Some advice, for those with nontoxic personalities, possessed of a modicum of joie de vivre, and content. Fiumelatte is small. Paolo, who – along with Sabrina – let us in to the apartment, he said at one point that everyone knew everyone in the area. They know the woman that greets us at the perfect little restaurant across the street; they knew the taxi driver who brought us and our groceries home today; and we have met their great (great?) aunt, more than once, and the lady in the restaurant said she’s the oldest lady in town. I told the restaurant lady that on first meeting her in the presence of Paolo and Sabrina, and learning the aunt’s age, I looked at the aunt up in her window, pointed to my chest, and said, “due cento”, indicating I was more than double her age. Her reaction was priceless and wonderful. She made an ohohoh kind of noise, and made that hand gesture with the right hand waving up and down vertically, indicating (in an Italian way) more than doubt, and suggesting even I may be lying a bit. Everyone laughed, and the aunt with word and gesture indicated I must exercise a lot.
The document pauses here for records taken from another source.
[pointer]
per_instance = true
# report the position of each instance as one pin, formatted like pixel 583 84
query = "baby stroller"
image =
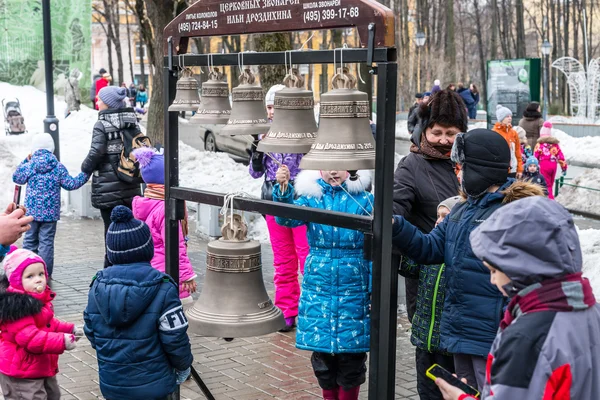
pixel 14 123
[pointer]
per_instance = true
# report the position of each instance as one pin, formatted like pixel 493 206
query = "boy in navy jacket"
pixel 134 318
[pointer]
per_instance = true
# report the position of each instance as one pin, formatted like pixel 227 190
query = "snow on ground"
pixel 580 199
pixel 590 247
pixel 198 169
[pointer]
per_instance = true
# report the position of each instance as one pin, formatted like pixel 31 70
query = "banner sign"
pixel 513 84
pixel 236 17
pixel 22 42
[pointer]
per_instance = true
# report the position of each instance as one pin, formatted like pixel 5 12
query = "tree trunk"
pixel 494 33
pixel 271 75
pixel 129 44
pixel 521 53
pixel 157 14
pixel 483 98
pixel 565 93
pixel 449 45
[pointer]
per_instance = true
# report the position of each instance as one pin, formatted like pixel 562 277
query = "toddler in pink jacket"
pixel 31 339
pixel 151 210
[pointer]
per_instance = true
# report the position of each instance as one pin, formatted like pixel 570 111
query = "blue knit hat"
pixel 531 161
pixel 128 240
pixel 152 165
pixel 113 96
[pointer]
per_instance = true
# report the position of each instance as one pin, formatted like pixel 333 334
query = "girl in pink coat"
pixel 31 339
pixel 151 210
pixel 548 152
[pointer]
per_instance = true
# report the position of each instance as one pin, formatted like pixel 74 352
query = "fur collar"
pixel 549 140
pixel 517 191
pixel 15 306
pixel 307 183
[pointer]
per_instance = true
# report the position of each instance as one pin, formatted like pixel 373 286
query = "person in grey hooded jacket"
pixel 548 344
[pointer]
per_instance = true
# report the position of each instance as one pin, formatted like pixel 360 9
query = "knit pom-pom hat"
pixel 546 130
pixel 152 165
pixel 15 263
pixel 128 240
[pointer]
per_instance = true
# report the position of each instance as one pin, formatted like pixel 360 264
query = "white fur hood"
pixel 306 183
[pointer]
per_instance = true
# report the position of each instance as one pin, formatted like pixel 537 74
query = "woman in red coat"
pixel 31 339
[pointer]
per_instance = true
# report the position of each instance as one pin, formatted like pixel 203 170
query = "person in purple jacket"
pixel 290 245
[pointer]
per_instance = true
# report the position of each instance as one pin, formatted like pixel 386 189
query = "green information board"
pixel 22 41
pixel 513 84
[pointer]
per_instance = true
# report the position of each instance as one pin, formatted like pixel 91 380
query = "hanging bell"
pixel 294 128
pixel 248 113
pixel 344 139
pixel 214 104
pixel 234 302
pixel 186 97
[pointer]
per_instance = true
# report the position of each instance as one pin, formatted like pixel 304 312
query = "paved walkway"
pixel 265 367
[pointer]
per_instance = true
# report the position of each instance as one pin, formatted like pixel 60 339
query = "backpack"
pixel 128 169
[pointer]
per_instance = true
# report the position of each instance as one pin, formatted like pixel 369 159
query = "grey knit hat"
pixel 113 96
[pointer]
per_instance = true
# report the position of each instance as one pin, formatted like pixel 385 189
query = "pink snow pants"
pixel 290 248
pixel 548 171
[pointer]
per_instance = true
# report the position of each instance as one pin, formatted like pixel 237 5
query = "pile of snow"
pixel 590 247
pixel 580 199
pixel 197 169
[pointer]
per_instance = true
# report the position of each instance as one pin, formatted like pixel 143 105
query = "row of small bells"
pixel 234 301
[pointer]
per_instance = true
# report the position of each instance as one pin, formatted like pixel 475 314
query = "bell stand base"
pixel 196 377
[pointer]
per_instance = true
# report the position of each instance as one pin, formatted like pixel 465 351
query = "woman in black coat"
pixel 423 179
pixel 108 191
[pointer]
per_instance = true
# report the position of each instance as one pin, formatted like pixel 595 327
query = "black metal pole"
pixel 51 122
pixel 382 365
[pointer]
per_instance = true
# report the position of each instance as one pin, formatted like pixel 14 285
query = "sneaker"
pixel 290 324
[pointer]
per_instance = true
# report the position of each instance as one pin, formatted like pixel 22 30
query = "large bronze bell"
pixel 214 104
pixel 186 97
pixel 248 113
pixel 234 301
pixel 344 139
pixel 294 128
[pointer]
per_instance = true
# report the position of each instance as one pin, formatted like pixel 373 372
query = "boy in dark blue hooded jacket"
pixel 134 318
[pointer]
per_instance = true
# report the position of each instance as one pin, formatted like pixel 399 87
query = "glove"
pixel 78 332
pixel 256 161
pixel 70 342
pixel 182 375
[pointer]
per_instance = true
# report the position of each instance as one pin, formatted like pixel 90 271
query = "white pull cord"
pixel 228 205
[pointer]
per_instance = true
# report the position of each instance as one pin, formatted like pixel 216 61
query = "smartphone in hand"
pixel 17 195
pixel 435 371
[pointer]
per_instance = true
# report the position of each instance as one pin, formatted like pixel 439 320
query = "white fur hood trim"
pixel 306 183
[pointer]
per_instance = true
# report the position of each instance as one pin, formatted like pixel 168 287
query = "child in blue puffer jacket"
pixel 44 176
pixel 333 314
pixel 134 318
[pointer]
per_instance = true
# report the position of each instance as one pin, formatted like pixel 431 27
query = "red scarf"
pixel 568 293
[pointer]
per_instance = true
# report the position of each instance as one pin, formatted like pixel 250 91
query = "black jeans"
pixel 427 388
pixel 345 370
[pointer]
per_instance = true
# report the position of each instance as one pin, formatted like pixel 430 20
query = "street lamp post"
pixel 51 122
pixel 419 41
pixel 546 48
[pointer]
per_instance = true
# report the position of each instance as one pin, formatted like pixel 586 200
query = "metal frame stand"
pixel 378 230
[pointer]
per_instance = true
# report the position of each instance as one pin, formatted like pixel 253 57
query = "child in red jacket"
pixel 30 337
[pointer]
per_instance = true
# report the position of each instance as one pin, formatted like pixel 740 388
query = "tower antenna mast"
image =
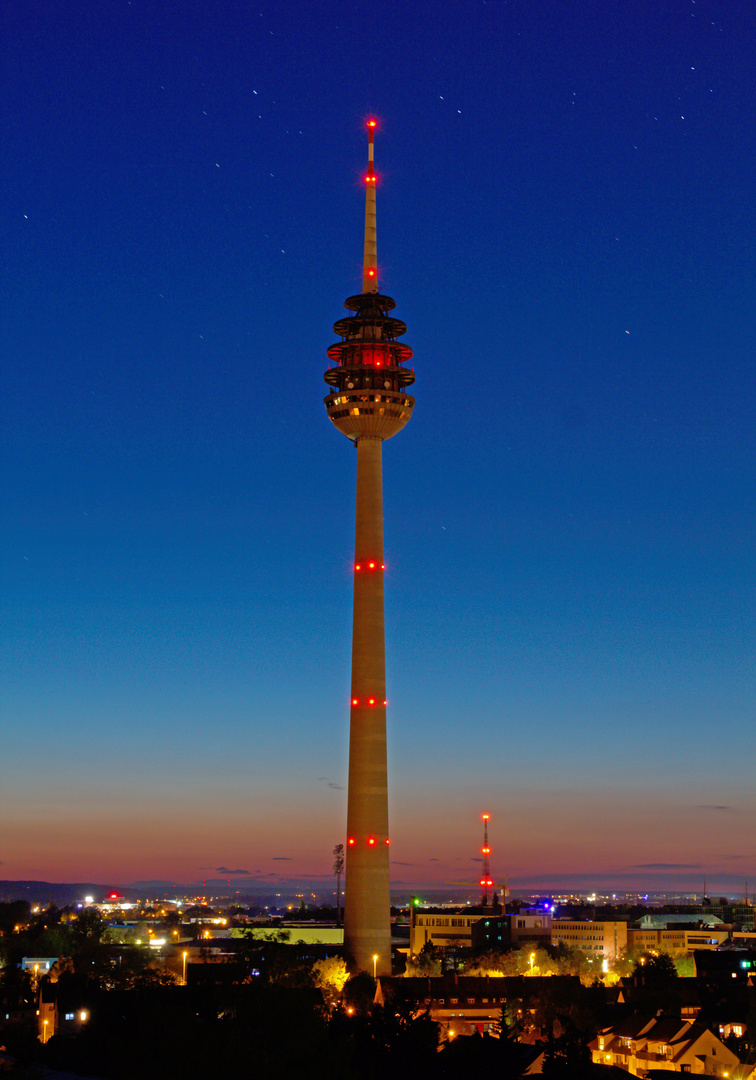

Francesca is going to mass tomorrow with the restaurant lady, and probably many other people we’ve met. (The restaurant lady and the elderly aunt, go to market together on one of the infrequent buses that go to a much bigger town.) These moments of being included – tied into – a small group of local people, accepted temporarily, these moments are priceless to us.
Varenna, the larger town a 20 minute walk to the north, is scenic, and it has sights worth seeing, but it is filled with Germans and Dutch, and people even less savory, and the cultural noise of their density subdues any chance that they will have of meaningful interactions with local culture, which they in any case might fail to recognize or approve of. The locals try to stay polite, but understandably sometimes fail. It reminds me of our visit to Lake Lugano a few years ago, in an Italian Swiss region. These Swiss Italians were more formal than the Italian Italians to the south, but in a restaurant there the German Swiss seated near us were rude and dismissive of the Swiss Italians serving them. I had to grit my teeth to avoid pushing the German Swiss into the lake.
Let’s end on a positive note. At dinner tonight there was a table of mostly Italians, and one dog. I patted the dog when they came in, but she was tentative, and the lady with the leash put the dog under the table for the duration. When they got up to leave my back was to them, but Francesca could see the dog stand up and look in our direction. Francesca beamed approvingly, and the dog moved closer and pushed her nose into my butt. The leash lady was initially concerned, but relaxed when the dog and I bid a fond adieu to each other, the dog leaning warmly into my arm, the hand of which was scratching her neck and ears. I guess that explains in part why I am prone to seek out canines in our beach walks at home in New Hampshire. We have no Italian style cohesive culture in America, but dogs come close at times. So, anyway, buona notte.